Par le biais du journal de Me Lambert-Trévier— personnage de fiction dont les lecteurs de Romulus se souviennent avoir vu mourir le père lors du siège de Miragoâne —, Fernand Hibbert porte un regard sans concession sur la bourgeoisie haïtienne des années 1900.
Extrait :
« Très cher Maître,
C’est un de vos protégés qui s’adresse à vous, c’est un jeune malheureux qui a recours à votre bonté proverbiale. Je suis dans une situation effrayante pour un homme de condition sans argent comme sans travail. Je viens vous prier, cher Maître, d’être généreux en me faisant avoir une paire de souliers pour pourvoir apporter le pain à ma famille. Huit gourdes pour vous, ce n’est rien ; pour moi c’est beaucoup, c’est la vie, je vous demande en grâce de me faire avoir ces huit gourdes, car regardez mes pieds. Supposons que c’est pour un mort. Sauvez-moi, car je ne suis pas ingrat. Regardez mes pieds.

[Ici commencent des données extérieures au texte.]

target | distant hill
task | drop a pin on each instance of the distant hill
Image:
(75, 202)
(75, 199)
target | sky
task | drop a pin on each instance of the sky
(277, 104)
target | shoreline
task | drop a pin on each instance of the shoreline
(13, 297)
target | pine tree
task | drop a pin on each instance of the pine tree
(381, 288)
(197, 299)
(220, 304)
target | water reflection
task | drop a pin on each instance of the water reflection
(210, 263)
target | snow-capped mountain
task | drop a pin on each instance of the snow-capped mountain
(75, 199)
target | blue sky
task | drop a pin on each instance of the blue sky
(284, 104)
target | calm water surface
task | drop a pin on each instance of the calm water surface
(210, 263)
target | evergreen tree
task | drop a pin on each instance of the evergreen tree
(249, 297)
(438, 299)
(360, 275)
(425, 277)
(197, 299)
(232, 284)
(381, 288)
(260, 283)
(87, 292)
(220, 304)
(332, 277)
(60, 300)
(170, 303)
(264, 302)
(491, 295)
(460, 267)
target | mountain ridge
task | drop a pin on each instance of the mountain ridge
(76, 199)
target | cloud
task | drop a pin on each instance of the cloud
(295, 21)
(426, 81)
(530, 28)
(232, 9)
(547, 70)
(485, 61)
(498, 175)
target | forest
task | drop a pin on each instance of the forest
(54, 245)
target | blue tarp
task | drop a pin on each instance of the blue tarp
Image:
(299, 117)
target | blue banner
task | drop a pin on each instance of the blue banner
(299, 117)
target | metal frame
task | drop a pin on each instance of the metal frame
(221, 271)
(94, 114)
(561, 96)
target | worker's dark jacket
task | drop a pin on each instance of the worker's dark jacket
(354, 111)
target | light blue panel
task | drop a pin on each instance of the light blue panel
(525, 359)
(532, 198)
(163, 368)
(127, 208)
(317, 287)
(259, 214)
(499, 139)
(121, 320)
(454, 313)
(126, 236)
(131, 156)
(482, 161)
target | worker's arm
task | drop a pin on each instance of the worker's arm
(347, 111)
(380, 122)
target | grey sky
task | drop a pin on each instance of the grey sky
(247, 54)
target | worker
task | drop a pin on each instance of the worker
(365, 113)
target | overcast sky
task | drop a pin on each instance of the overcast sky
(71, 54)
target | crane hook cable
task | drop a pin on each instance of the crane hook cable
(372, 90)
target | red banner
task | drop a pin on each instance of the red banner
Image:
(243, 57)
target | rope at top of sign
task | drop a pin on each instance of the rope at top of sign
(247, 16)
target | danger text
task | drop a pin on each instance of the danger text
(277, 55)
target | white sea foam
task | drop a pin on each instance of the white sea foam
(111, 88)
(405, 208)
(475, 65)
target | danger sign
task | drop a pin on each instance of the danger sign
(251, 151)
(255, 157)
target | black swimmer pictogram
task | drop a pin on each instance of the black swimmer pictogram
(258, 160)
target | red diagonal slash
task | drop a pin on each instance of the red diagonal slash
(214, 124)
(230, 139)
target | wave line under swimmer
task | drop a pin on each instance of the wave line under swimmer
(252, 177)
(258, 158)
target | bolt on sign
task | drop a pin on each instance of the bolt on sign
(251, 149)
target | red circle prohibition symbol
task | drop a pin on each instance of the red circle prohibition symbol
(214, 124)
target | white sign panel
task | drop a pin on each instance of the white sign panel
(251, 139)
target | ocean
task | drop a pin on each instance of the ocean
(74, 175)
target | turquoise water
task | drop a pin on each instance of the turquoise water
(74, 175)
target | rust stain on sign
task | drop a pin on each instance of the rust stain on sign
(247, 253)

J’escompte votre bonté, et vous prie de recevoir mes respectueuses salutations.
Votre obligé.
DARIUS A. DUTEMPLE »
« P.S. — Mes amitiés à vous sans oublier la famille, et que tes vœux et tes désirs s’accomplissent.
D. A. D. »
Après que j’eus achevé cette édifiante lecture, je m’adressai à notre jeune homme en ces termes :
« Vous direz à celui qui vous envoie que mes moyens ne me permettent pas…

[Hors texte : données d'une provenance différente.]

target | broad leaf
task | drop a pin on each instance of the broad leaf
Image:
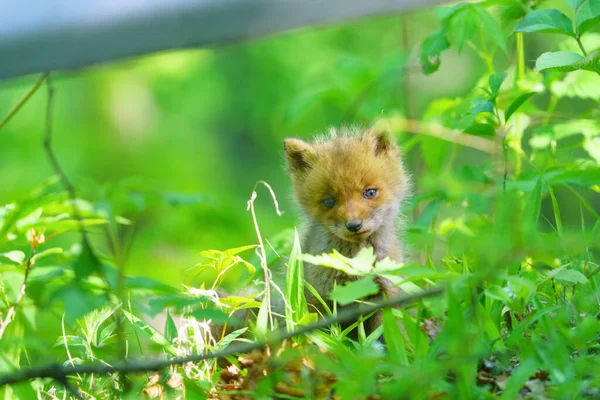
(514, 106)
(170, 328)
(463, 25)
(531, 213)
(588, 15)
(481, 105)
(546, 21)
(432, 47)
(495, 82)
(16, 256)
(492, 27)
(393, 338)
(571, 276)
(354, 290)
(566, 61)
(557, 61)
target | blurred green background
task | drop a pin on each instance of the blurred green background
(199, 128)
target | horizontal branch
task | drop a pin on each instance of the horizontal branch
(60, 372)
(71, 34)
(396, 124)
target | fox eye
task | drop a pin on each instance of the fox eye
(328, 201)
(369, 193)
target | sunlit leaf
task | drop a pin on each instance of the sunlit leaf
(546, 21)
(514, 106)
(16, 256)
(588, 15)
(393, 338)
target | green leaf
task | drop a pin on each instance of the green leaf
(514, 106)
(79, 302)
(588, 15)
(86, 263)
(152, 333)
(432, 47)
(16, 256)
(571, 276)
(170, 328)
(463, 25)
(492, 28)
(495, 82)
(518, 378)
(295, 286)
(354, 290)
(531, 213)
(213, 315)
(393, 338)
(557, 61)
(546, 21)
(482, 105)
(592, 146)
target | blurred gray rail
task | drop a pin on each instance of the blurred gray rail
(46, 35)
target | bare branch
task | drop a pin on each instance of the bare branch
(440, 132)
(10, 314)
(24, 100)
(60, 372)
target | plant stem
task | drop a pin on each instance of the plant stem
(24, 100)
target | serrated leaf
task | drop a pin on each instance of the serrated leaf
(580, 84)
(497, 293)
(574, 3)
(514, 106)
(492, 28)
(557, 61)
(495, 82)
(546, 21)
(170, 328)
(354, 290)
(152, 333)
(531, 213)
(566, 61)
(432, 47)
(393, 338)
(16, 256)
(482, 105)
(47, 252)
(571, 276)
(588, 15)
(213, 315)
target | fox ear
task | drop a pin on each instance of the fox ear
(382, 141)
(298, 154)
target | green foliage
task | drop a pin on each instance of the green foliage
(512, 232)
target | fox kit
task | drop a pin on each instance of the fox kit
(349, 186)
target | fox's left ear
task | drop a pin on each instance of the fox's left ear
(299, 154)
(382, 141)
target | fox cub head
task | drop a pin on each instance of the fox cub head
(351, 183)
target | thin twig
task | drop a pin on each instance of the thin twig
(440, 132)
(71, 388)
(261, 246)
(59, 372)
(24, 100)
(10, 314)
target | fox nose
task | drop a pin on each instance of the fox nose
(354, 226)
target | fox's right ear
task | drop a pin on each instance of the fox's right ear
(298, 154)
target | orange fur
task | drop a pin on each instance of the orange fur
(343, 166)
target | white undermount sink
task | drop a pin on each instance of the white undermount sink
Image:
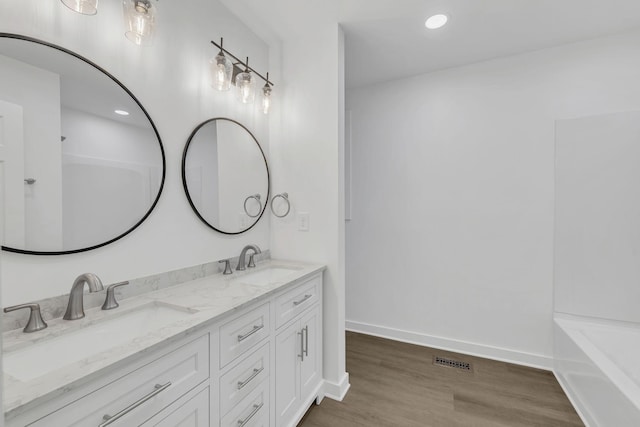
(268, 275)
(114, 330)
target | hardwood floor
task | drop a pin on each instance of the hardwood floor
(397, 384)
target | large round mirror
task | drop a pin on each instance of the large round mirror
(225, 176)
(82, 161)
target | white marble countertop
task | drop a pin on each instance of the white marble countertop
(208, 298)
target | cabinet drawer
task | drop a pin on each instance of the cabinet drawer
(150, 389)
(242, 333)
(236, 384)
(252, 411)
(192, 413)
(295, 301)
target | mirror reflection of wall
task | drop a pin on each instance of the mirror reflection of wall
(224, 168)
(94, 174)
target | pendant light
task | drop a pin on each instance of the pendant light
(85, 7)
(245, 85)
(139, 21)
(266, 96)
(221, 71)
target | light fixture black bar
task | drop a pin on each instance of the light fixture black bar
(266, 80)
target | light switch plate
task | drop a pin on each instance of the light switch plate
(303, 221)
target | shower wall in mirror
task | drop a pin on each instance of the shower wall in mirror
(597, 219)
(225, 176)
(82, 160)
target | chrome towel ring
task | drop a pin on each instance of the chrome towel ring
(285, 197)
(257, 198)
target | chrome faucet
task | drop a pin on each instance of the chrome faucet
(241, 260)
(75, 308)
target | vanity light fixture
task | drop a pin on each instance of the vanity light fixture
(436, 21)
(221, 71)
(244, 80)
(139, 21)
(266, 96)
(245, 85)
(85, 7)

— Pardon ! éclata le robuste jeune homme à cheveux plats, c’est moi qui ai écrit cette lettre regardez mes pieds !
— Ah ! diable, c’est juste… Vous êtes un parent de Mme Achille Dutemple, sans doute ?
—Je suis son fils.
— Oh ! très bien, je vous connais de réputation… (Je savais qu’il avait battu sa mère, cet imposteur qui demandait des souliers pour pouvoir apporter du pain à sa famille !) Mon ami, je regrette de ne pouvoir mettre à votre disposition qu’une gourde.
M. Darius Dutemple parut méditer profondément, puis il dit :
« Donnez-moi toujours la gourde. »
— Tenez, mon ami. »
Et je lui remis deux pièces de cinquante centimes nickel. Il me serra la main avec dignité, puis se retira, non sans m’avoir recommandé, d’un petit air négligé, de présenter ses meilleurs compliments à ma mère.